2. Bagaimanakah perbandingan budaya setiap perusahaan /lembaga public dalam memberikan pealayanan?
3. Apa yang dimaksud pengelolaan atas integritas pelayanan publik?
B. Tujuan
1. Untuk mengetahui gap model dan pengembangan budaya pelayanan
2. Untuk mengetahui perbandingan budaya setiap perusahaan /lembaga public dalam memebrikan pealayanan
BAB III PEMBAHASAN 1. Gap Model
Berdasarkan definisi sebelumnya, penulis dapat menyimpulkan bahwa Gap Model adalah jenis-jenis GAP (kesenjangan) yang dapat terjadi dalam pemberian pelayanan kepada pelanggan sehingga dapat menyebabkan ketidakpuasan diri pelanggan.

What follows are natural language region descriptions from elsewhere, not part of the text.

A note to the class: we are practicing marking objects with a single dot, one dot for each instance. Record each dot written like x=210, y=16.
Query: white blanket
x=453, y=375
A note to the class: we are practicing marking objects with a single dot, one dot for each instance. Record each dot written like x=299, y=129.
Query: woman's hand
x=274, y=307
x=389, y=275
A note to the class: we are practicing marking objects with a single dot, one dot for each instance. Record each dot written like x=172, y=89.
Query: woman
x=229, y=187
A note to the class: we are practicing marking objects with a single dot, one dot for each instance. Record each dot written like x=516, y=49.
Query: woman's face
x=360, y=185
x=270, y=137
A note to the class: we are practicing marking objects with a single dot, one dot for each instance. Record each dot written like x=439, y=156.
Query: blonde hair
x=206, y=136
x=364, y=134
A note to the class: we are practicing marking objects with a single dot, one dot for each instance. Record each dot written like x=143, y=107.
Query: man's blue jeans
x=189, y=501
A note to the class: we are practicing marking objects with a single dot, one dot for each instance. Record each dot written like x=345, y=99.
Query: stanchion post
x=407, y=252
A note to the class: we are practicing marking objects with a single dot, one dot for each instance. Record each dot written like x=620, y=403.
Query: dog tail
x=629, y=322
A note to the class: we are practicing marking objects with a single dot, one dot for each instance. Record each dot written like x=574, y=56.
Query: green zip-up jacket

Zeithaml, Prasuraman, dan Berry mengemukakan bahwa manajemen pelayanan yang baik tidak bisa diwujudkan karena adanya lima gap yaitu:
Gap 1 (gap persepsi manajemen). Ini terjadi apabila terdapat perbedaan antara harapan-harapan konsumen dengan persepsi manajemen terhadap harapan-harapan konsumen, terjadi karena factor-faktor sbb:
◦ kurangnya riset pemasaran dan tidak dimanfaatkannya riset pemasaran.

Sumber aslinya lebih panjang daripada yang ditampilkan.